На скользкую, не обсохшую за утро насыпь поднялись, испачкав бурой грязью сафьяновые сапоги, два пожилых командира в новых бехтерцах. У одного на седой голове был украшенный позолотой шишак, у другого — начищенная до блеска ерихонка, помятая сабельными ударами.
— Понимаешь, Борисыч, зачем я тебя позвал? — прошамкал первый. — Татары вновь сюда идут. Теперь их ещё больше. На этот раз вал их не сдержит, ведь надолбы мы врыть не успели. Бой будет трудным.
— Это и барану ясно, Василич, — усмехнулся второй. — Как думаешь, почему я доспехи надел?
— Я, конечно, лишил тебя головства, — виновато сказал Биркин. — Но ведь не по своей воле, а по царёвой дури. Прошу тебя по-дружески: пособи Петрушке Красникову! Он, боюсь, не справится с обороной Бельского городка. Ну, какой из него голова! О своих поместьях он думает, а не о Козлове-городе. Не уважают его стрельцы, а служилые по отечеству и подавно. Послушают они одного тебя!
— Стрельцы… — хмыкнул Быков. — Им бы торговать, мошну набивать. Токмо собственным примером их и можно на бой вдохновить. Но я-то им больше не начальник.
— Ужели не поможешь? — заволновался козловский воевода. — Признаю́т они тебя. По-прежнему признаю́т.
— Добро, Василич, — кивнул Путила Борисович. — На тебя зла не держу, а Козлов мне уже родным стал. Он падёт, ежели Бельский городок не задержит татар до прихода подкрепления… а Роман Фёдорович, похоже, не торопится его посылать. Вот подлец! Нарочно время тянет. Хочет, чтоб весь удар на нас пришёлся, а у него потерь не было.
— Так и мы в том году не рвались ему помогать. Вспомни, когда ты подошёл к стенам Тонбова. Там уже вовсю осада шла.

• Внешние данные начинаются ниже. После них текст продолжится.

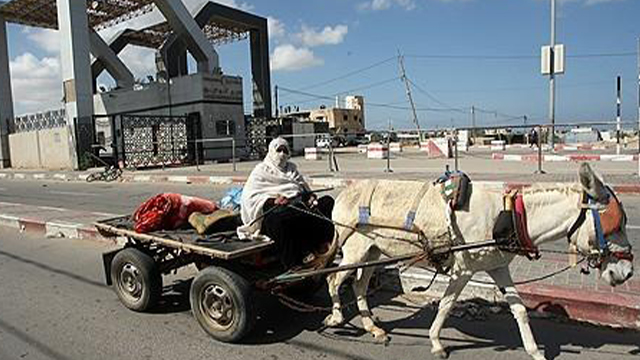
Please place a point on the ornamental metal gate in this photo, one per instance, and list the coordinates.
(155, 140)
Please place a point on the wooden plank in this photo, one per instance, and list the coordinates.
(198, 249)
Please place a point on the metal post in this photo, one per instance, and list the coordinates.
(197, 156)
(388, 169)
(330, 152)
(552, 84)
(455, 147)
(618, 115)
(473, 123)
(233, 153)
(540, 171)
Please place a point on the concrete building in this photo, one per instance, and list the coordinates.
(349, 119)
(175, 112)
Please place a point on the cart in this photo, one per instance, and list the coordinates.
(230, 270)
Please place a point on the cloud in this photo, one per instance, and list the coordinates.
(47, 40)
(309, 37)
(141, 61)
(276, 28)
(290, 58)
(377, 5)
(36, 83)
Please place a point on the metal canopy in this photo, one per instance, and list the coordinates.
(103, 14)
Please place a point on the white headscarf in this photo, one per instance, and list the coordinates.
(274, 176)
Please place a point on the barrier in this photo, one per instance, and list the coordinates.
(313, 153)
(377, 151)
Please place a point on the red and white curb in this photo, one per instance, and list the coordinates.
(561, 158)
(54, 228)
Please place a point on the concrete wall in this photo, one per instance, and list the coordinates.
(42, 149)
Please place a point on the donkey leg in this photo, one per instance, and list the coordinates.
(360, 287)
(503, 279)
(355, 250)
(457, 283)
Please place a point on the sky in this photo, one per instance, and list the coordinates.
(457, 54)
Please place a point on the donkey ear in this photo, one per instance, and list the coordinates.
(591, 183)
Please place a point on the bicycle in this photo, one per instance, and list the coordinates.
(110, 173)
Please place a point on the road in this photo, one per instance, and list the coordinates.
(53, 305)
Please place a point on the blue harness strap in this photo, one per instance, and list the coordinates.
(602, 242)
(364, 212)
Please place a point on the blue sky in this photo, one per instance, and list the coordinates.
(458, 53)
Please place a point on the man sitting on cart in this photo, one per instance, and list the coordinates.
(276, 201)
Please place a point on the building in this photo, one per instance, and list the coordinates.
(349, 119)
(176, 117)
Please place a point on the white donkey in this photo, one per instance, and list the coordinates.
(550, 211)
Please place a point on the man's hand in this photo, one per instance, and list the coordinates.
(281, 200)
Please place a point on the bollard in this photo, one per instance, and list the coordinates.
(233, 153)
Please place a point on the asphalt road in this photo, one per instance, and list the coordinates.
(123, 198)
(53, 305)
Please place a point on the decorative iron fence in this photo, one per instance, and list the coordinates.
(39, 121)
(152, 140)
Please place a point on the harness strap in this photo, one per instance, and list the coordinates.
(581, 218)
(411, 215)
(602, 242)
(521, 227)
(364, 207)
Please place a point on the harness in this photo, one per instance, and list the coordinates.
(605, 224)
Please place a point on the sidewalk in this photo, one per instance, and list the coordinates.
(580, 297)
(407, 166)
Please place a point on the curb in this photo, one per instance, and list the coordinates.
(562, 158)
(629, 188)
(596, 307)
(620, 310)
(59, 229)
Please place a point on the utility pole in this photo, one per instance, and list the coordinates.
(638, 106)
(276, 99)
(618, 129)
(403, 77)
(473, 123)
(552, 84)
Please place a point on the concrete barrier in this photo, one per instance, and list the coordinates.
(377, 151)
(313, 153)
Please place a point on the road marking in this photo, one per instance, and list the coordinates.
(73, 193)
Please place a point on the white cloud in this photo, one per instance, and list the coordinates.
(36, 83)
(141, 61)
(290, 58)
(328, 36)
(47, 40)
(377, 5)
(276, 28)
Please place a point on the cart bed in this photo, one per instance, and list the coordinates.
(225, 245)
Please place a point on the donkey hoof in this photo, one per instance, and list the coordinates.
(440, 354)
(332, 320)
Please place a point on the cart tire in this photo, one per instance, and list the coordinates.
(94, 176)
(221, 301)
(136, 279)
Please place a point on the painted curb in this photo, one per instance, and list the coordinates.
(596, 307)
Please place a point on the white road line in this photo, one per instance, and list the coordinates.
(73, 193)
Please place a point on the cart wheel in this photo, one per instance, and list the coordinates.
(94, 176)
(221, 302)
(136, 279)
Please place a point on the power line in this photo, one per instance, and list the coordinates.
(349, 74)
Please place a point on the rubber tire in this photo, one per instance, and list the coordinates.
(151, 278)
(241, 294)
(94, 176)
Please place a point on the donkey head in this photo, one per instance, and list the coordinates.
(611, 253)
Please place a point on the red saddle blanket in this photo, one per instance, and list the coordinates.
(169, 212)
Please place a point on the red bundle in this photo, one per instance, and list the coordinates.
(169, 212)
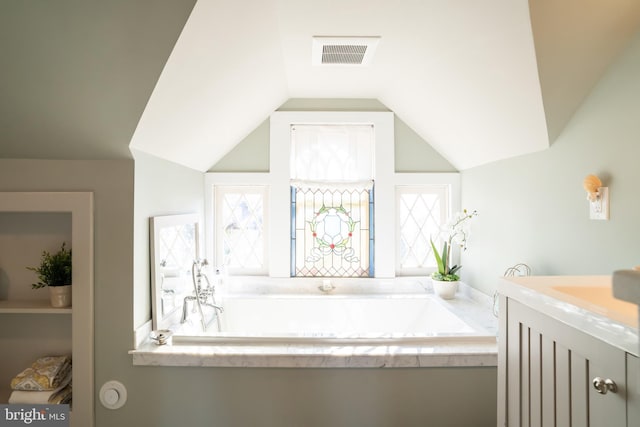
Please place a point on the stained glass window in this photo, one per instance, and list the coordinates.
(332, 200)
(241, 228)
(331, 231)
(421, 212)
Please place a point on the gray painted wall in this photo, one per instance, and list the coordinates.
(412, 153)
(533, 208)
(76, 75)
(112, 185)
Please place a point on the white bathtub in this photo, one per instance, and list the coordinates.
(374, 323)
(335, 316)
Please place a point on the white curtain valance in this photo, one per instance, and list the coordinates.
(332, 185)
(340, 152)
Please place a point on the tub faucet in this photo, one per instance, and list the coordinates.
(326, 286)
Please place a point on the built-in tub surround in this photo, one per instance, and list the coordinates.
(360, 323)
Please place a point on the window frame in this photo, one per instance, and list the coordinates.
(278, 180)
(220, 190)
(444, 193)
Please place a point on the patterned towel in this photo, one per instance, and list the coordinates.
(58, 396)
(45, 374)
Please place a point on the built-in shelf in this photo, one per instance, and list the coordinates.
(31, 307)
(30, 326)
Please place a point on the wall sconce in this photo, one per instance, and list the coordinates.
(598, 197)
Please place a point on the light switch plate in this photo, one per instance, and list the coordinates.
(600, 208)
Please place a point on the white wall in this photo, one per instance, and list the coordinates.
(161, 188)
(533, 208)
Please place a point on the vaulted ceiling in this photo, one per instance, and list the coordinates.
(479, 80)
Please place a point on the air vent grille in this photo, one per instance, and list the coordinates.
(343, 54)
(348, 51)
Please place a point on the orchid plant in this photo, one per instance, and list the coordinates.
(458, 229)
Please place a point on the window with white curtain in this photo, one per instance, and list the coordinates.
(332, 200)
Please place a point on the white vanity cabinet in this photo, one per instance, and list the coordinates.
(29, 326)
(550, 355)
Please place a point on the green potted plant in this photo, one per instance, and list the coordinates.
(445, 279)
(54, 271)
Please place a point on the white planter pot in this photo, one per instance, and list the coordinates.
(445, 290)
(60, 296)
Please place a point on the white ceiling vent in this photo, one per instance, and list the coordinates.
(343, 50)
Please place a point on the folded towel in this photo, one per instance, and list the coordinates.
(60, 395)
(45, 374)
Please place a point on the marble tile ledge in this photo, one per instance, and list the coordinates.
(472, 351)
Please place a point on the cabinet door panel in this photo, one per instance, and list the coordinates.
(563, 385)
(551, 368)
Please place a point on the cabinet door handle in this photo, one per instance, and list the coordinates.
(603, 386)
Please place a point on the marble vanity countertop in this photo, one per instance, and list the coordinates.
(446, 351)
(583, 302)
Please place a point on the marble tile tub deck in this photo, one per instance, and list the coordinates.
(411, 352)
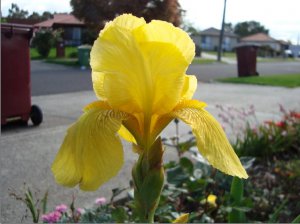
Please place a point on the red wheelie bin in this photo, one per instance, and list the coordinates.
(15, 75)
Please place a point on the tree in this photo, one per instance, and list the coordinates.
(16, 13)
(96, 13)
(228, 27)
(249, 27)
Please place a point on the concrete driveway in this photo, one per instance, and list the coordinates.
(27, 152)
(52, 79)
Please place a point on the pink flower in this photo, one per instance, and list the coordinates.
(51, 217)
(280, 124)
(100, 201)
(61, 208)
(80, 211)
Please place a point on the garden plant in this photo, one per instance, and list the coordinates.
(138, 73)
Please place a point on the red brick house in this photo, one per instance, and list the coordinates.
(71, 26)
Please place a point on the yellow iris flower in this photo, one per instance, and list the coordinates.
(138, 74)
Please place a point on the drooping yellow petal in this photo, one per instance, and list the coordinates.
(160, 31)
(92, 152)
(124, 133)
(211, 139)
(98, 84)
(189, 88)
(211, 199)
(184, 218)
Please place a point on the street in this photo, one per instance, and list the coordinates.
(53, 79)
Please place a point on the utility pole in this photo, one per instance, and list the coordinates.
(222, 33)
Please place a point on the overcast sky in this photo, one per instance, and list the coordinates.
(281, 17)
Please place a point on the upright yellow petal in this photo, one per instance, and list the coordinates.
(136, 74)
(126, 21)
(160, 31)
(92, 152)
(167, 67)
(211, 139)
(189, 88)
(122, 63)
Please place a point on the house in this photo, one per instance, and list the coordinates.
(71, 27)
(211, 36)
(268, 45)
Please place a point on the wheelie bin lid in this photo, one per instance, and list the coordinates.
(8, 29)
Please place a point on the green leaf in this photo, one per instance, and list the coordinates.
(187, 165)
(297, 219)
(236, 194)
(119, 215)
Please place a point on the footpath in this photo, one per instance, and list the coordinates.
(27, 152)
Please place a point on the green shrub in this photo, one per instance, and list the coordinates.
(43, 41)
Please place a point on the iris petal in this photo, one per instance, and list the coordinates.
(160, 31)
(139, 73)
(189, 88)
(211, 139)
(92, 152)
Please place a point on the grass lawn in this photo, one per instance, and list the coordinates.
(198, 61)
(283, 80)
(63, 61)
(34, 55)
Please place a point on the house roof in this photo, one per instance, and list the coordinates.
(258, 37)
(60, 19)
(216, 32)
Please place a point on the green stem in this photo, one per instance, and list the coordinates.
(148, 178)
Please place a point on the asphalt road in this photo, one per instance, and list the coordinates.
(53, 79)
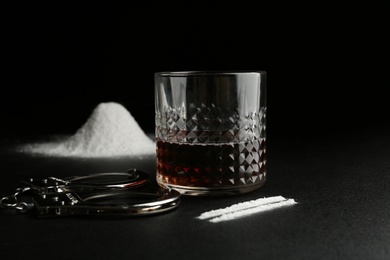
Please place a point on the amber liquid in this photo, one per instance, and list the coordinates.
(211, 165)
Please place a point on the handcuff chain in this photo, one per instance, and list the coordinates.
(12, 201)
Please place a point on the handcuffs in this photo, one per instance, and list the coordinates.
(99, 194)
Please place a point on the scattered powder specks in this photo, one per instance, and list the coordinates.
(246, 208)
(110, 131)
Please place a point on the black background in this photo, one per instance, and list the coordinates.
(328, 141)
(325, 63)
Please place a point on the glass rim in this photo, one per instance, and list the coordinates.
(207, 73)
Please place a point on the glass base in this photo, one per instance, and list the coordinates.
(214, 191)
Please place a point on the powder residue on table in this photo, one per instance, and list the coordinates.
(109, 131)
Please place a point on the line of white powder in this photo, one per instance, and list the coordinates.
(246, 208)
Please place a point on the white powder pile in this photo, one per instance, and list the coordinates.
(110, 131)
(246, 208)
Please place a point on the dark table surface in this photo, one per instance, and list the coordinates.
(341, 184)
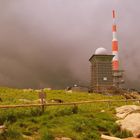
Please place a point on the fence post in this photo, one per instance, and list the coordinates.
(42, 96)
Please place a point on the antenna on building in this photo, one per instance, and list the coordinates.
(117, 73)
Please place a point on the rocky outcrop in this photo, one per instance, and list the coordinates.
(122, 112)
(130, 118)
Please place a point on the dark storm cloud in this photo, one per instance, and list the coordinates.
(48, 43)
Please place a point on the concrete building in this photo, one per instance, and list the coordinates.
(101, 71)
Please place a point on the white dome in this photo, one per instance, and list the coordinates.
(101, 51)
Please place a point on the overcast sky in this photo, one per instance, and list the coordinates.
(47, 43)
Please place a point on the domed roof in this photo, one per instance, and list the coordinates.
(101, 51)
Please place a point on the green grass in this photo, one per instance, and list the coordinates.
(82, 122)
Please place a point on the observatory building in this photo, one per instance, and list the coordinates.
(101, 70)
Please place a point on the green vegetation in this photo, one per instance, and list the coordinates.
(82, 122)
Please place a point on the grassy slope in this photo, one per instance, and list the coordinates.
(85, 123)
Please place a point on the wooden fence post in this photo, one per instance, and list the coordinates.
(42, 96)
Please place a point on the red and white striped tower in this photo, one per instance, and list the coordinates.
(115, 61)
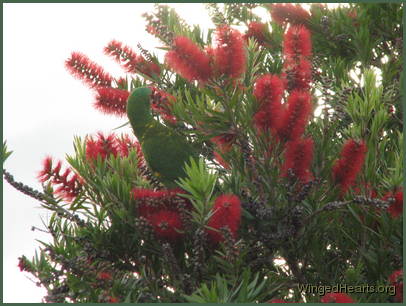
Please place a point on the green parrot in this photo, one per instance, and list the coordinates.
(165, 151)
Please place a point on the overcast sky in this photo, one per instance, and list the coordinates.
(44, 107)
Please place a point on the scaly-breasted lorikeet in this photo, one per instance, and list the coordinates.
(165, 151)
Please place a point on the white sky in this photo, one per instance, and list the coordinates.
(44, 107)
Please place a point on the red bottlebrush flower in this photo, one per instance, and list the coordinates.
(111, 100)
(229, 54)
(287, 12)
(68, 186)
(46, 172)
(336, 297)
(221, 161)
(298, 157)
(113, 300)
(24, 265)
(125, 144)
(268, 91)
(346, 168)
(167, 224)
(227, 213)
(295, 116)
(396, 208)
(396, 279)
(256, 30)
(297, 43)
(80, 66)
(297, 75)
(130, 61)
(187, 59)
(103, 146)
(104, 276)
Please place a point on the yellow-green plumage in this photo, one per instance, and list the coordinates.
(164, 150)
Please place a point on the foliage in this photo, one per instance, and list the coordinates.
(270, 127)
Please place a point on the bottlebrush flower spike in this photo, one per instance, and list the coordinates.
(129, 60)
(167, 224)
(81, 67)
(297, 75)
(268, 91)
(346, 168)
(256, 30)
(336, 297)
(295, 116)
(68, 186)
(297, 43)
(101, 146)
(227, 213)
(298, 157)
(187, 59)
(229, 52)
(111, 100)
(396, 208)
(287, 12)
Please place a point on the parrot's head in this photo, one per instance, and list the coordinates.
(139, 109)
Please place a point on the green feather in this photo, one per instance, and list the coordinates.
(165, 151)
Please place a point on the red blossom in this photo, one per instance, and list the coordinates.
(167, 224)
(226, 213)
(104, 276)
(81, 67)
(130, 61)
(396, 208)
(297, 70)
(125, 144)
(298, 157)
(287, 12)
(297, 43)
(256, 30)
(111, 100)
(396, 279)
(68, 184)
(101, 146)
(187, 59)
(295, 117)
(346, 168)
(24, 265)
(297, 75)
(336, 297)
(113, 299)
(268, 91)
(229, 52)
(221, 160)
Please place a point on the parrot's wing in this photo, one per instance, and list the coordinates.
(166, 153)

— Не выгораживай его, Василич! — рыкнул Быков. — Не он ли запретил рубить дубы на Челновой? Теперь острожки чиним сосновыми брёвнами. Сосна знатно горит, татарам подарок! И «чеснока» у него аж десять ящиков, но хоть бы одним поделился. А ты ведь просил…
— Просил, Борисыч, ещё как просил, — вздохнул козловский воевода. — Не дал! Но это ж не казённый «чеснок», а его собственный, за личное серебро выкованный. И, ежели по чести сказать, мало бы он тут помог. Степь вон какая огромная, бескрайняя. Сколько ж «чеснока» нужно, чтоб её засеять! Вся надежда на пушки да на пищали. И ещё на умных начальников вроде тебя.
— Можешь на меня положиться. Сколько мы с тобой вёдер мёда и хлебного вина выпили! Ужели не выручу? Красникову помогу советом, да и сам биться буду. Кстати, что говорят сторожевые казаки? Когда татары подойдут? — спросил Быков.
— После полудня.
Путила Борисович прошёлся по глинистой земле вала — невысокого, раза в полтора выше среднего человеческого роста.
— Глянь на небо! — сказал ему Биркин. — У края его облака кучкуются. Жирные облака, мрачные. Под ливнем биться будем.
— Под ливнем так под ливнем, — безразлично ответил Быков и обежал глазами степь.
Она словно поросла пышной зеленовато-белой шерстью: ковыль ещё не палили. Над ним низко и извилисто летали стрижи, ловя комаров и мошкару. Кузнечики в траве не пели, а лишь поскрипывали — тихо, отрывисто и жалобно. Конь Путилы Борисовича топтался, будучи привязанным возле сторожевой башни. Неподалёку отдыхали боевые холопы.